In the meantime, Fraunhofer employs about 100 people, most of them scientists, at its Newark laboratory. The facility plans to add a dozen more jobs over the next year and hopefully more in the future, said Vidadi Yusibov, executive director of Fraunhofer.

“Chemists, biologists, clinicians,” he said. “High-paying, high-impact jobs.”

The celebration of the partnership came several months after some members of the Bond Bill Committee questioned whether the state should continue giving the company $1 million per year in hopes of a future payday.

“It seems like once they get their hook into you, you never get out,” said state Rep. Michael P. Mulrooney, D-Pennwood, during a hearing this spring.

The committee ultimately decided to continue supporting Fraunhofer’s research with state funds, resulting in the $6 million commitment over the next six years.

“It’s been one of the best investments I think we’ve made,” said Bond Bill co-chairman and state Sen. Robert Venables, D-Laurel.

Fraunhofer’s main work at its Delaware site revolves around creating a new method to make vaccines. The process uses tobacco plants, instead of eggs, to rapidly develop vaccines, which could aid in the treatment of seasonal flu and other viruses.

The agreement also will pave the way for joint appointments to UD’s faculty and Fraunhofer’s research team, said Karl Steiner, senior associate provost for research and development.

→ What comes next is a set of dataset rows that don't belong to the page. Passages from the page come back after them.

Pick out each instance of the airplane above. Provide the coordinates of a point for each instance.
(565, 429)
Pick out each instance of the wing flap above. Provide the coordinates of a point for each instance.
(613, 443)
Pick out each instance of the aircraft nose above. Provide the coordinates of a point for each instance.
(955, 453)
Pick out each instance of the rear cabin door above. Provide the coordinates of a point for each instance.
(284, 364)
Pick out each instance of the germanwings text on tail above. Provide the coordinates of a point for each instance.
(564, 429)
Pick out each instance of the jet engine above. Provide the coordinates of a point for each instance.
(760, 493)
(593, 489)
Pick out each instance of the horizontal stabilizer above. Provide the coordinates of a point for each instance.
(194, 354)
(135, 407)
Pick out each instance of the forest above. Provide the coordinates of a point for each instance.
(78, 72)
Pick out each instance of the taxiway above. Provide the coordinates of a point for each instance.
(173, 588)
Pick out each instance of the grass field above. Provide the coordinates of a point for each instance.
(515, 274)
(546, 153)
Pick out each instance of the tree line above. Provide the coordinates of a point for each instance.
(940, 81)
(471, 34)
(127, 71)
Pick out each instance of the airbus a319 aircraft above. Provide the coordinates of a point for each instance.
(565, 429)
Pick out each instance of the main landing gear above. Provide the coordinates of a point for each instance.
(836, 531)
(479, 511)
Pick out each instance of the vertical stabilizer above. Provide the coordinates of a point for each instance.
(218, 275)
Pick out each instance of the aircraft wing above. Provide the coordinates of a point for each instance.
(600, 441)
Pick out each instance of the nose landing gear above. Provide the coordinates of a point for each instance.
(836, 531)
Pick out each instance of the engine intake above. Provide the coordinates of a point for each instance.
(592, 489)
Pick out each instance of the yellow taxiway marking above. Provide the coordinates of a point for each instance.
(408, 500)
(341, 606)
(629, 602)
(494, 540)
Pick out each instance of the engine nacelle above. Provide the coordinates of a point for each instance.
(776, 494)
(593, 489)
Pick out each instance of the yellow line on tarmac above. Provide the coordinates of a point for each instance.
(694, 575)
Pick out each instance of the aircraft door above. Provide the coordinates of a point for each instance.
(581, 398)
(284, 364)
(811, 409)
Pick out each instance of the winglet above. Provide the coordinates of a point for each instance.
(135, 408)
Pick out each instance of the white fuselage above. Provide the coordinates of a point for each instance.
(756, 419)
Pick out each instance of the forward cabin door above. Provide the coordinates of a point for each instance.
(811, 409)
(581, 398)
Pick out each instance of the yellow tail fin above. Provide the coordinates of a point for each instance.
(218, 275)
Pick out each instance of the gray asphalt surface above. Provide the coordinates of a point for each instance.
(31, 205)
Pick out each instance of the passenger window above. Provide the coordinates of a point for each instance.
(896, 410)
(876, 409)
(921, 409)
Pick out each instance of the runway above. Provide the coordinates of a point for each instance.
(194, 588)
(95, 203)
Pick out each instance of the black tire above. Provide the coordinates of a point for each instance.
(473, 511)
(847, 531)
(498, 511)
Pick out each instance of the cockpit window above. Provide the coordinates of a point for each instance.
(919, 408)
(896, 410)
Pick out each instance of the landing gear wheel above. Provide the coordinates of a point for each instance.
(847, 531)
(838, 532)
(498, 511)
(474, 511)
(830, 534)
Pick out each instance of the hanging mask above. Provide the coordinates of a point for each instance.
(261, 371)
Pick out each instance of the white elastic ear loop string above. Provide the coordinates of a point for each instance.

Fraunhofer scientists also will teach a biotechnology class on UD’s campus as adjunct professors.

UD will give Fraunhofer access to advanced research equipment on campus to aid in spectroscopy, as well as gene and protein sequencing. Both sides hope the relationship could lead to the future commercialization of basic research discoveries in UD’s labs.

“Many discoveries die in the infant stage,” Yusibov said. “Not because they are bad but because there’s no one to translate them from discovery to commercial use. This partnership tries to close that gap.”

Staff writer Chad Livengood contributed to this report.